Personal information
- Nationality: American
- Born: February 12, 2002 (age 24)

Sport
- Sport: Athletics
- Event: Steeplechase

Achievements and titles
- Personal best: 3000m Steeplechase: 8:13.88 (2026)

Medal record
Men's athletics
Representing United States
NACAC U23 Championships
| Bronze medal – third place | 2023 San Jose | 3000m S'chase |

= Carson Williams (steeplechaser) =

American athlete (born 2002)

Carson Williams (born February 12, 2002) is an American steeplechaser. He placed second in the 3000 metres steeplechase at the 2026 USA Championships.

==Biography==
From Raleigh, North Carolina, Williams attended Cardinal Gibbons High School and Furman University, graduating in 2025 with a degree in Political Science. That year, Williams ran 8:19.71 to finish third in the men's 3000 metres steeplechase at the 2025 NCAA Division 1 Outdoor Championships at Hayward Field in Eugene, Oregon.
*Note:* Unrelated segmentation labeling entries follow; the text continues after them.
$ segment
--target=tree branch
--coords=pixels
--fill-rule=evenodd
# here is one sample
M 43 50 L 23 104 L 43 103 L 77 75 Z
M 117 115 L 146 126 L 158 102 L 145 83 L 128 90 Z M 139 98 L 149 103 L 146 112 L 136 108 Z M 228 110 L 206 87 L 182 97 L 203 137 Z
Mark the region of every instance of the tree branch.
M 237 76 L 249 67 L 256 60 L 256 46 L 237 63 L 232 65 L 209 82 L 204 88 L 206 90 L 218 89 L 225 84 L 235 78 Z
While at Furman he represented the United States, and won the bronze medal, at the 2023 NACAC U23 Championships in the 3000 metres steeplechase.

Williams competed in the 2026 Diamond League in June, at the 2026 Bauhausgalan in Stockholm and the 2026 Meeting de Paris in France. The following month, Williams placed seventh at the 2026 Herculis event in Monaco. On 25 July, he finished second to Nathan Mountain in the 3000 m steeplechase at the 2026 USA Outdoor Track and Field Championships in New York, running a personal best 8:13.88.

Williams represents Under Armour while training with the Dark Sky Distance team in Flagstaff, Arizona.